First weaving department shed of the Alexandra Mills (India United no. 2) built in the 1870s by JN Tata and ED Sassoon
India's largest textile group
Injured as a pilot during World War I, Sir Victor Sassoon (1881-1961), an aviation enthusiast and real estate baron who managed the family firm in Shanghai, was persuaded by his dying uncle to take the reins. Restless and ambitious, by the mid-1920s Sir Victor had rationalised the firm's management, modernised and expanded plant and machinery, and fully electrified the family mills from steam drive to electric traction.
In 1926, from his new head office designed by renowned British architect George Wittet at the Port Trust's new Ballard Estate, ED Sassoon Building (today NTC House), Sir Victor took the firm public, 60 years after his family had migrated to Bombay.
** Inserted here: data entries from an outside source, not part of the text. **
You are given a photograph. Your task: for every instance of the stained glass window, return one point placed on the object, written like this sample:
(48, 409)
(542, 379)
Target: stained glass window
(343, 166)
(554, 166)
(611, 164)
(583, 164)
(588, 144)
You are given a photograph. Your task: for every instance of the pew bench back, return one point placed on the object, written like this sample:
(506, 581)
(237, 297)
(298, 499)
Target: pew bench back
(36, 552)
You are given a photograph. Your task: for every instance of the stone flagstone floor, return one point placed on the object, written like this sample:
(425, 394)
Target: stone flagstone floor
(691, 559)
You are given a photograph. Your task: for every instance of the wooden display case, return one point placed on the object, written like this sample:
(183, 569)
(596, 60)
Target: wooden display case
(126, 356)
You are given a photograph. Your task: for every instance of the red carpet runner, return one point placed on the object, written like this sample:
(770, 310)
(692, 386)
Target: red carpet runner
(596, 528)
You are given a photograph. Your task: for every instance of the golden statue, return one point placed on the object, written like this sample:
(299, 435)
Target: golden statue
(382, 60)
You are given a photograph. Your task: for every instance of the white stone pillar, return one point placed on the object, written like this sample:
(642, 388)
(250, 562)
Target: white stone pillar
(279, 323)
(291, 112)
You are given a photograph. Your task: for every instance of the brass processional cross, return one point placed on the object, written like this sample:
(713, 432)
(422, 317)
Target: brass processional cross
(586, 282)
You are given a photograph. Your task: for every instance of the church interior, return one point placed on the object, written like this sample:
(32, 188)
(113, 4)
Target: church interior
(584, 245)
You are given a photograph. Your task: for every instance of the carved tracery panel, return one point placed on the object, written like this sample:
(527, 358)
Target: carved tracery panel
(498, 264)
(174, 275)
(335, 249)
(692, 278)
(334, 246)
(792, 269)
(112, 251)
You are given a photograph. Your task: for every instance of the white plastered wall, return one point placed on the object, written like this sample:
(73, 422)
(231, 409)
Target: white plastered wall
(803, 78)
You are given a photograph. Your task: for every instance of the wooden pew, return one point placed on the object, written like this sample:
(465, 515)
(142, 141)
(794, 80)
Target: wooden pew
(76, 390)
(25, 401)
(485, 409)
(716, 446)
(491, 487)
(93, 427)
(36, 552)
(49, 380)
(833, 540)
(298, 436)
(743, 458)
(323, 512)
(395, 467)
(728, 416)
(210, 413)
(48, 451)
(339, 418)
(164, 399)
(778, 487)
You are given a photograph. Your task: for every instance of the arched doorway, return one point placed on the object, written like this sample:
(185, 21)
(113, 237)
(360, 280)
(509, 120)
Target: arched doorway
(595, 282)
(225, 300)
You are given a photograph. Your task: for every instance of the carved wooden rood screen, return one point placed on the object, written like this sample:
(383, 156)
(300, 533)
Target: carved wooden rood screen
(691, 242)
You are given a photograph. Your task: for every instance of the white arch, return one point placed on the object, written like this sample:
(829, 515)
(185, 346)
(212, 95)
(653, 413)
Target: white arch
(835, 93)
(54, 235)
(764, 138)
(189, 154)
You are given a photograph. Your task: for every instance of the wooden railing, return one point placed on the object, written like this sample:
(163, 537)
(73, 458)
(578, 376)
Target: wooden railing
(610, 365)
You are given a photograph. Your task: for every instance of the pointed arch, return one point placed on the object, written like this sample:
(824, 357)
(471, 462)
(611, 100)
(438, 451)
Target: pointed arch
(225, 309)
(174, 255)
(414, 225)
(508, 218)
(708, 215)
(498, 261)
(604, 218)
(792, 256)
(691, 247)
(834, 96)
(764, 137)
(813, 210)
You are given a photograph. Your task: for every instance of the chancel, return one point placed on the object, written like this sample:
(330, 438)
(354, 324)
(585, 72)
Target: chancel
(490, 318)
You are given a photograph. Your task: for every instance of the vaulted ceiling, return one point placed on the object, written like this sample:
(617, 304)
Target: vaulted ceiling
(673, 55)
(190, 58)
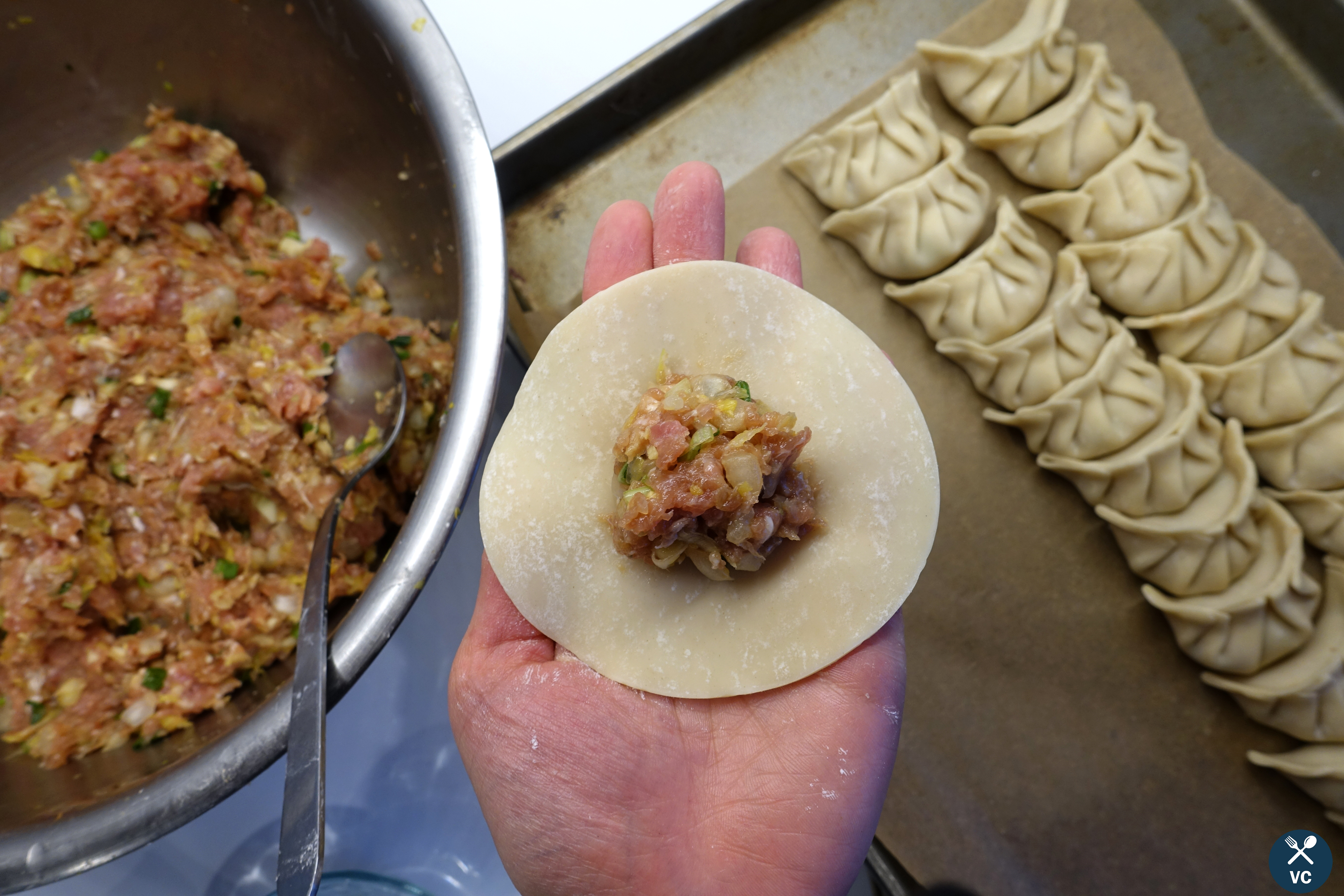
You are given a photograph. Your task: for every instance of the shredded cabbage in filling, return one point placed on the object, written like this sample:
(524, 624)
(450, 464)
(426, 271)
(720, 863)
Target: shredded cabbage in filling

As the fashion for royal titles and foreign names waned between the wars, Sir Victor centralised the six original mills named after his uncles, aunts and cousins and renamed them the "United Mills".
While the worldwide Great Depression in 1929-30 drove his biggest competitors to bankruptcy - ED Sassoon & Co. led by Sir Victor took over or bought out ten additional mills in Bombay City, including the Elphinstone, David, Apollo Mills, Manchester (India United no.5), and the India Woollen Mills. As World War II raged across the Middle East and Asia, ED Sassoon was the city's largest private employer, with over 30,000 workers, managers and staff in their textile and woollen mills, dye works, offices and shops in Bombay City supplying military and civilian demand. At their peak, their 15 mills produced over 26, 40,000 yards or 1,500 miles of cloth per day.
Recouping his losses in luxury hotels and real estate in Shanghai - which he had just lost to the Japanese Army invading China - Sir Victor finally sold off the family business at the end of WWII, and lived his final years in the Bahamas. He once said that "I gave up on India, and China gave up on me". In 1945, Messrs Aggarwal & Co., Indu Fabrics, a firm of Marwari merchants, bought and again renamed the company, as India United, or "Indu" Mills.
From mill to museum
While run profitably until the 1960s, the group of mills were nationalised by the National Textile Corporation (NTC) in 1974, and over the past decade wound down. In a plan first proposed in 2009 - when NTC gave the India United Mills 2-3 to the city as a reserved public space - the Municipal Corporation will open the 15-acre compound to the public in 2019, a century and a half after its launch as one of the city's first mills.
The museum is planned with exhibits on the history and future of textiles in Mumbai, Maharashtra and India, from handlooms to mills to modern powerlooms. Sadly, NTC still has no clear plans for its 12 remaining mill compounds in space-starved Mumbai, including three other Sassoon-Indu mills. The group's flagship mill, known as Jacob Sassoon or India United Mills no. 1 (pictured in a 1940 advertisement) was once the city's largest factory. Today, it is crumbling in full view of the Lalbaug Flyover, a silent monument to an earlier stage of technology which connected the city with the global economy, and laid the foundations India's industrialisation by the Tatas and Sassoons. The new museum in their first mill is an opportunity for citizens to reclaim this lost industrial heritage, without which Mumbai's famed entrepreneurship and cosmopolitanism would be hard to imagine.